The U.S. Centers for Disease Control and Prevention tracked 49 HIV-infected gay and bisexual men who had "symptomatic early neurosyphilis" from January 2002 to June 2004 in four cities -- Los Angeles, San Diego, Chicago, New York.
The CDC cited the report as further evidence that gay and bisexual men, many also infected with HIV, are the driving force behind increases in U.S. syphilis cases this decade.
The findings also indicate that these men are engaging in the same risky, unprotected sex that can spread the human immunodeficiency virus, which causes AIDS.

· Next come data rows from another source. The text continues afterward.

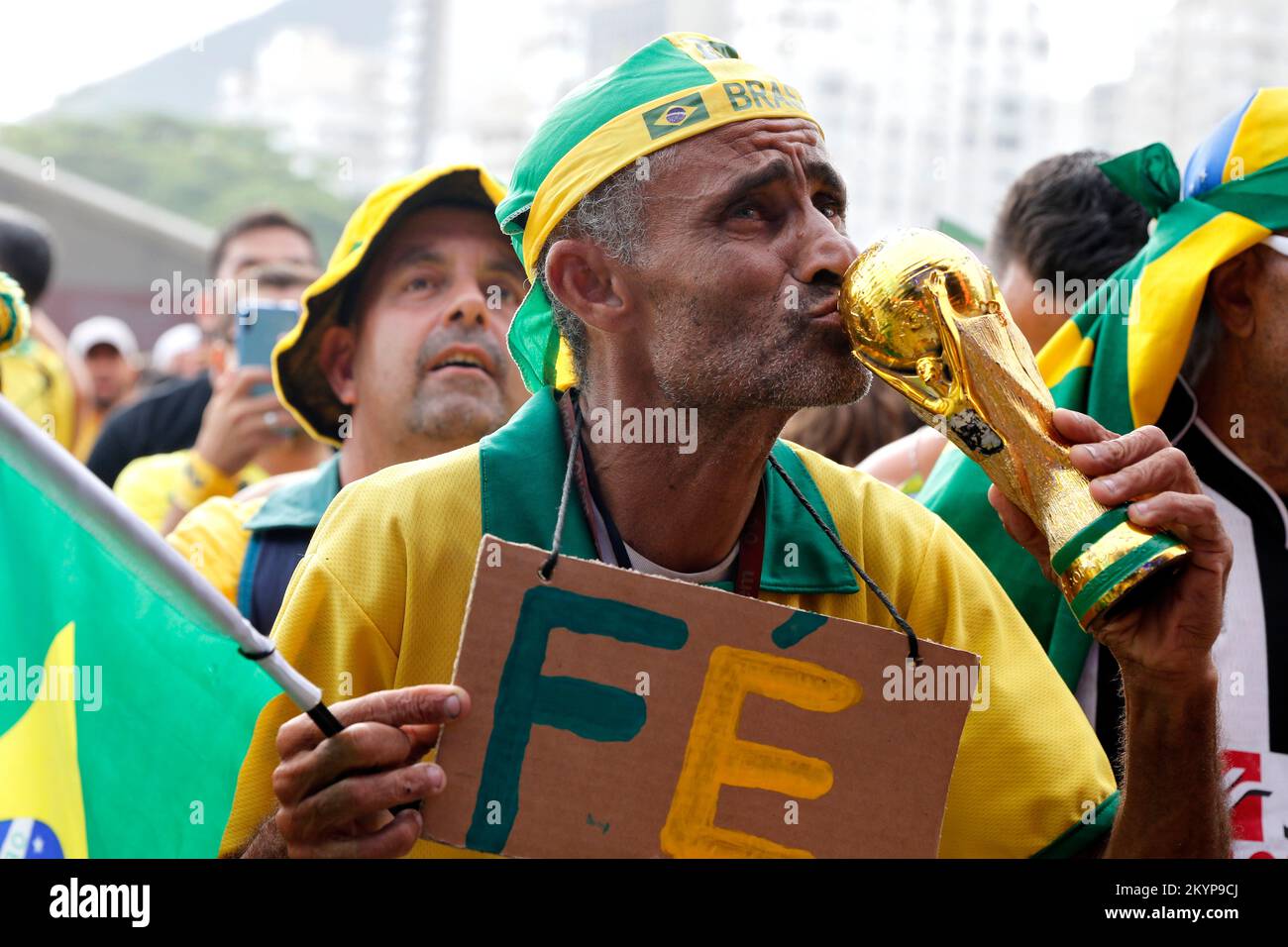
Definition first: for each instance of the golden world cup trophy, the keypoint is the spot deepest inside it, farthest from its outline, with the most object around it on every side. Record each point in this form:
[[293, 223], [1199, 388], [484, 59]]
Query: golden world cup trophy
[[928, 320]]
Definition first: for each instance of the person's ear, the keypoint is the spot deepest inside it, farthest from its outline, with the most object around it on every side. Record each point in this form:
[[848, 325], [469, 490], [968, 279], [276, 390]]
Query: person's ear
[[336, 357], [1229, 291], [590, 283]]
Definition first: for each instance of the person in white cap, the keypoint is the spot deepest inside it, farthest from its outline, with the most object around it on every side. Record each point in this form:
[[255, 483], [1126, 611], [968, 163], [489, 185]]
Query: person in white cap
[[111, 356], [178, 352]]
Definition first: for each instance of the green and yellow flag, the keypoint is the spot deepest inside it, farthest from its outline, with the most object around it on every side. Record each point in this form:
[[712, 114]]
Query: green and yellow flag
[[124, 709], [1120, 355]]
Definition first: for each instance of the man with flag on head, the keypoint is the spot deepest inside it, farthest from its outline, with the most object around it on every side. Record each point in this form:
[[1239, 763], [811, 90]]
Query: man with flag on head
[[398, 355], [684, 234], [1190, 335]]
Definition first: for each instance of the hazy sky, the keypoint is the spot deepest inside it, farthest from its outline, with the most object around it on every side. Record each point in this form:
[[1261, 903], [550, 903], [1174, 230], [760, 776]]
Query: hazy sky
[[65, 44], [59, 46]]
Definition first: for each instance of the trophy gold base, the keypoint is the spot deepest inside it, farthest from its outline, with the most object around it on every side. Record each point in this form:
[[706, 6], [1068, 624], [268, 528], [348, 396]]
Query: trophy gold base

"These are primarily infections that people are probably getting because they're not using condoms," Dr. Thomas Peterman of the CDC's Division of STD Prevention, an author of the report.
In some instances, the men involved have the attitude that they do not need safe-sex practices because they already are infected with HIV, Peterman said.
Since dropping to the lowest level on record in 2000, the U.S. rate of syphilis has risen steadily. Gay and bisexual men accounted for 7 percent of syphilis cases in 2000, but more than 60 percent in 2005, CDC officials have said.
Symptomatic early neurosyphilis is a rare manifestation of syphilis usually occurring within the first year of infection.
Ordinary syphilis is readily curable with antibiotics in its early stages. Neurosyphilis can lead to blindness or stroke, Peterman said.
"There are a number of studies that continue to show that there are some HIV-infected and some uninfected men who have sex with men who continue to have large numbers of (sexual) partners and anonymous sex. This is one of the consequences of that," Peterman said.
Of the 49 HIV-positive gay and bisexual men with symptomatic early neurosyphilis, 63 percent were non-Hispanic whites, 18 were non-Hispanic blacks and 14 percent were Hispanic. Their average age was 38.
"I think the bigger message is that we need to get control of syphilis. And control of syphilis would require safe-sex behavior, reducing the number of partners, and using condoms with those partners," Peterman said.
"And for men who have sex with men, it means getting tested for HIV and other STDs at least once a year," Peterman added.
Syphilis, like many other sexually transmitted diseases, raises the likelihood of infection by or transmission of HIV.